La Giunta, altra patata bollente per Fiorita

In Esecutivo non entrerà alcun membro di Rinascita, salvo rotture clamorose comunque non alle viste. Un ingresso in Giunta suggella infatti un patto politico che nessuno dei donatiani (e dei loro danti causa) è disposto a sottoscrivere. Ecco allora che per la carica di numero due dell’Amministrazione sono altissime le quotazioni di Giuseppina “Giusi” Iemma. Presidente dell’assemblea regionale del Pd, nota cardiologa in servizio all’ospedale Pugliese e donna di spessore oltretutto per un soffio non entrata a Palazzo Campanella lo scorso 4 ottobre quando nella lista Dem nella Circoscrizione Centro venne preceduta da Ernesto Alecci e Raffaele Mammoliti.

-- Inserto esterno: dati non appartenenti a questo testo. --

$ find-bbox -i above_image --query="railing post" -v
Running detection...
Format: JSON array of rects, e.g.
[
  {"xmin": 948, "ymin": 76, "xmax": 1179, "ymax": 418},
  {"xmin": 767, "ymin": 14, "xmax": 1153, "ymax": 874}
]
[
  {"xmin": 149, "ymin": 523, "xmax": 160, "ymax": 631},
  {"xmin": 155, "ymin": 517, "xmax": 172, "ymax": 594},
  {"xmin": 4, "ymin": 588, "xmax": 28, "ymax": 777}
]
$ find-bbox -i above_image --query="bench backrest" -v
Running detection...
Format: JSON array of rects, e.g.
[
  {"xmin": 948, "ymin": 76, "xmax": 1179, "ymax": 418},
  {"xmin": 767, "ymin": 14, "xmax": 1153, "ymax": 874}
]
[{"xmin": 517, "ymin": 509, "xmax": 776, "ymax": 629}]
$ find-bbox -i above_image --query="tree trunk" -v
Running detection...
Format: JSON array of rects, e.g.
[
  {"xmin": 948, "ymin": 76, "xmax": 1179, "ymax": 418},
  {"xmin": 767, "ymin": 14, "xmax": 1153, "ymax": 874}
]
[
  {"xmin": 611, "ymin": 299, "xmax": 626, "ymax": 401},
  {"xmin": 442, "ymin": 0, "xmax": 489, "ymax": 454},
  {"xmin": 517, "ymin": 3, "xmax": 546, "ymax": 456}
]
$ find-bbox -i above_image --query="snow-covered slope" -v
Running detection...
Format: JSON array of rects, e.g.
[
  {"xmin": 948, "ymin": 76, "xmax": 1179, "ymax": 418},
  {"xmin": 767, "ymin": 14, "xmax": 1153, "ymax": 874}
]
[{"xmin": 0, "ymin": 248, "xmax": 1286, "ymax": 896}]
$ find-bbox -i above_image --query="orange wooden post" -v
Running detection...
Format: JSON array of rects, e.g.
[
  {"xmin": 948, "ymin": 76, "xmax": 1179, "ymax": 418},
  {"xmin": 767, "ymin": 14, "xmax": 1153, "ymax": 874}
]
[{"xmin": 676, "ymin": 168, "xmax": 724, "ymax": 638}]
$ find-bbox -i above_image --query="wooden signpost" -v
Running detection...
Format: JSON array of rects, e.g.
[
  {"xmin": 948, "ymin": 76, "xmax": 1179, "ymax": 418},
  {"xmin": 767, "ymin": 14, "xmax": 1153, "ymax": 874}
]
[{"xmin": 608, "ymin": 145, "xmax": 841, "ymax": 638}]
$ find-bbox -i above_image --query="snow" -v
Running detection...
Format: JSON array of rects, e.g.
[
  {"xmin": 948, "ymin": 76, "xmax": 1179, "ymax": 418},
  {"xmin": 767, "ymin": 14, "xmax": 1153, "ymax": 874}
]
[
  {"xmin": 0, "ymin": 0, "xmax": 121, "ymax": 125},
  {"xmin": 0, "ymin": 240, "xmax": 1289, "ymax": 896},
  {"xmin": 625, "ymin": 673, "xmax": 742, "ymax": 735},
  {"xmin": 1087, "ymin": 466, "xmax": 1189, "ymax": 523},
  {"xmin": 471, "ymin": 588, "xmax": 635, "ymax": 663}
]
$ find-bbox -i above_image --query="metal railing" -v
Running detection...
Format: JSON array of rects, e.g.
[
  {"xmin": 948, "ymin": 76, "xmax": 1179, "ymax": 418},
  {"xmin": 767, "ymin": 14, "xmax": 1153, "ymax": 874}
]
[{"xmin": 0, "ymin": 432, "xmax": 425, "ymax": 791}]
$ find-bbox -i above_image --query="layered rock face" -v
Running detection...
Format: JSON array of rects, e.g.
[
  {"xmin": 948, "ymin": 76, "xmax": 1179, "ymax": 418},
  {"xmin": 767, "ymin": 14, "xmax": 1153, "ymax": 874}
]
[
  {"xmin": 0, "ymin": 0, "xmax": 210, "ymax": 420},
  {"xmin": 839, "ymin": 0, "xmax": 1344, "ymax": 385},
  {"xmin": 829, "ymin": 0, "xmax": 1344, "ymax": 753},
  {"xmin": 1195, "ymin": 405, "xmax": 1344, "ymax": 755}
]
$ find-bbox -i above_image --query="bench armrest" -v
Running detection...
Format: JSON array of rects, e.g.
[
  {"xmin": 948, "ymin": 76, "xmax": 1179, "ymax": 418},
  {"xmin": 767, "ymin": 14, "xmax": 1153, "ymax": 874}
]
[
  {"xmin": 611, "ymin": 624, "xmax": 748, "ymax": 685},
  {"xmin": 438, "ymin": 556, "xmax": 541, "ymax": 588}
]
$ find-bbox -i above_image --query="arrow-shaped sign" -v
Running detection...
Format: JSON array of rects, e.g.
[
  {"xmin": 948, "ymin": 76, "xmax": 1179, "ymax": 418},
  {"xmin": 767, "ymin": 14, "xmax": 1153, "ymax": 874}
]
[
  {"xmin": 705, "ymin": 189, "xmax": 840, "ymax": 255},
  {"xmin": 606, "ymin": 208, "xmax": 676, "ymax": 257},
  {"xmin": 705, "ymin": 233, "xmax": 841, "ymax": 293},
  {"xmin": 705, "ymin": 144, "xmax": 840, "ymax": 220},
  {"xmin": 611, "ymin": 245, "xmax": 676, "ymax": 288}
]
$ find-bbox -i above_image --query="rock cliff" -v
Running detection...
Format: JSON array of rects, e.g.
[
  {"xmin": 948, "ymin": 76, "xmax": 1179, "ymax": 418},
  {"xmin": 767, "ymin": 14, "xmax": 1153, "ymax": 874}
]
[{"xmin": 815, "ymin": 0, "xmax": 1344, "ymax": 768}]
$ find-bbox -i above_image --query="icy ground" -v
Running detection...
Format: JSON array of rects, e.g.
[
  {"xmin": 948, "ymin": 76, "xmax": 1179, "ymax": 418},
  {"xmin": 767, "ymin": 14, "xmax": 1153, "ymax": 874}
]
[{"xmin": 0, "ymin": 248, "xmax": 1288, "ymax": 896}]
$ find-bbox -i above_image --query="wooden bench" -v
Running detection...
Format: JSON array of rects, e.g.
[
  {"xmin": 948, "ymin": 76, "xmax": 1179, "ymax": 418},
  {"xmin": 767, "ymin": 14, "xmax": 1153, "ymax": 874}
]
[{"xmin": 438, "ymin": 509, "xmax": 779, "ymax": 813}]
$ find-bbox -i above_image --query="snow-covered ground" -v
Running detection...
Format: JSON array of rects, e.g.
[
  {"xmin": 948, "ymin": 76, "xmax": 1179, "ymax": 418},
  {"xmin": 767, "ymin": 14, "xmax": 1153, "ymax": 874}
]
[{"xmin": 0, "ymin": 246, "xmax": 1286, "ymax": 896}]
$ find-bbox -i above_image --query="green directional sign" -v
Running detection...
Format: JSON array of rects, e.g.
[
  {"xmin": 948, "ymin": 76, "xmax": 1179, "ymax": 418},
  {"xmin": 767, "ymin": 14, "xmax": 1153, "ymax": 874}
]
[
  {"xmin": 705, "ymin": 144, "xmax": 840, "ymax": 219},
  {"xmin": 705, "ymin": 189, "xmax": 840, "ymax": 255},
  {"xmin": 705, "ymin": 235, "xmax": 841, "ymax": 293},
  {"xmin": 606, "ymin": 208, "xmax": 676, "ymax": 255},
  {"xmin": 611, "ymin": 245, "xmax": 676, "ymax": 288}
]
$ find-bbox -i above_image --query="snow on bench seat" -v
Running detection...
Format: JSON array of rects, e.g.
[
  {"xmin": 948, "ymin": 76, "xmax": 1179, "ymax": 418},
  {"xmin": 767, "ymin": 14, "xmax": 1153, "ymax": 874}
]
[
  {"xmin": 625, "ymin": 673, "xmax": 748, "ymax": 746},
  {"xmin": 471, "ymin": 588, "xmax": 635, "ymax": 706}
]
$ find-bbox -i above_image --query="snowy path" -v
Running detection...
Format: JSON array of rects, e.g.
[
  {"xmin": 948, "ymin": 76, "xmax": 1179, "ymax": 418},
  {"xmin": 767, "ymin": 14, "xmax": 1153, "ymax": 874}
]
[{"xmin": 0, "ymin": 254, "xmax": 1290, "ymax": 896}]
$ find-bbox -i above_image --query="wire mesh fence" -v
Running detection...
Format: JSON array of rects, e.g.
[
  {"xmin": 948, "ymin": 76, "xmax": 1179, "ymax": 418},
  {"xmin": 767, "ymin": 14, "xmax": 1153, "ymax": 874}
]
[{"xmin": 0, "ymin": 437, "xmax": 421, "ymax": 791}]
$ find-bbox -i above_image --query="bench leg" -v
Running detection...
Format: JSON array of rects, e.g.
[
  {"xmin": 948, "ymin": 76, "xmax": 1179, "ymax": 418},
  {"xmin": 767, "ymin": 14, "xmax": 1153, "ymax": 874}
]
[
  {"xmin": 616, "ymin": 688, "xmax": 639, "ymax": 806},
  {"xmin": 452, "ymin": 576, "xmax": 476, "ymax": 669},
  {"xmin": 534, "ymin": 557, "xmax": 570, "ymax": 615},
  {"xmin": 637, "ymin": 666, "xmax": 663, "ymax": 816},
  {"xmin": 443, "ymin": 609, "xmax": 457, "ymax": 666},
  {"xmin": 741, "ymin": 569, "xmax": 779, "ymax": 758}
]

Un modo, insomma, per ricompensare il partito di Enrico Letta per il sostegno incondizionato dato a Fiorita in fase di investitura al ruolo di alfiere del centrosinistra nella città dei Tre Colli e poi durante tutta la campagna elettorale. Senza contare che questa nomina aprirebbe le porte per fare il capogruppo Democrat al coordinatore cittadino del Pd, Fabio Celia, il quale a quel punto avrebbe una grande responsabilità ma anche un’altrettanta visibilità nel prossimo futuro. C’è poi da far scorrere le liste, diciamo così. E quindi possibile spazio a Daniela Palaia e Donatella Monteverdi per favorire una sorta di ripescaggio dei primi dei non eletti tra i fioritiani. Fine che sarebbe però perseguito pure con le designazione di due “spalle” di Fiorita quali Nunzio Belcaro, su tutti, ma anche il pentastellato Francesco Mardente, i quali non ce l’hanno fatta a guadagnare un posto in assemblea.

Come potrebbe governare il sindaco "zoppo": astensione strategica?  

Inutile ribadire la questione dei numeri mancanti in Consiglio a Nicola Fiorita, ormai spiegata in tutti i modi possibili e immaginabili. Il punto adesso è semmai quello di capire come ovvierà a tale deficit. La prima strada, più corta anche se inconfessabile, è di convincere qualcuno di Rinascita a tramutarsi da anatra in quaglia che salta dall’altra parte. Difficile ma nient’affatto impossibile. C’è poi il feeling con Talerico, e dunque con il suo gruppetto, che al di là di poter essere indicato quale presidente dell’Aula e di aver appoggiato l’attuale sindaco al ballottaggio, cinque anni fa si era addirittura candidato a consigliere in una lista fioritiana. C’è però anche chi accredita la tesi della terza via. Vale a dire della ferma intenzione di molti esponenti del fronte pro Donato di non rischiare di impiccarsi alla corda da soli andandosene a casa e rinunciando così a uno “stipendio” da favola in particolare per chi di mestiere non fa altro, e mai lo ha fatto, fuori da Palazzo De Nobili ricorrendo a una… astensione costruttiva. Che tradotto è un escamotage consistente nell’abbandonare l’assise al momento del voto in modo da far scendere drasticamente la soglia della maggioranza utile a far passare le pratiche. Tutto giusto e perfetto, chiosando.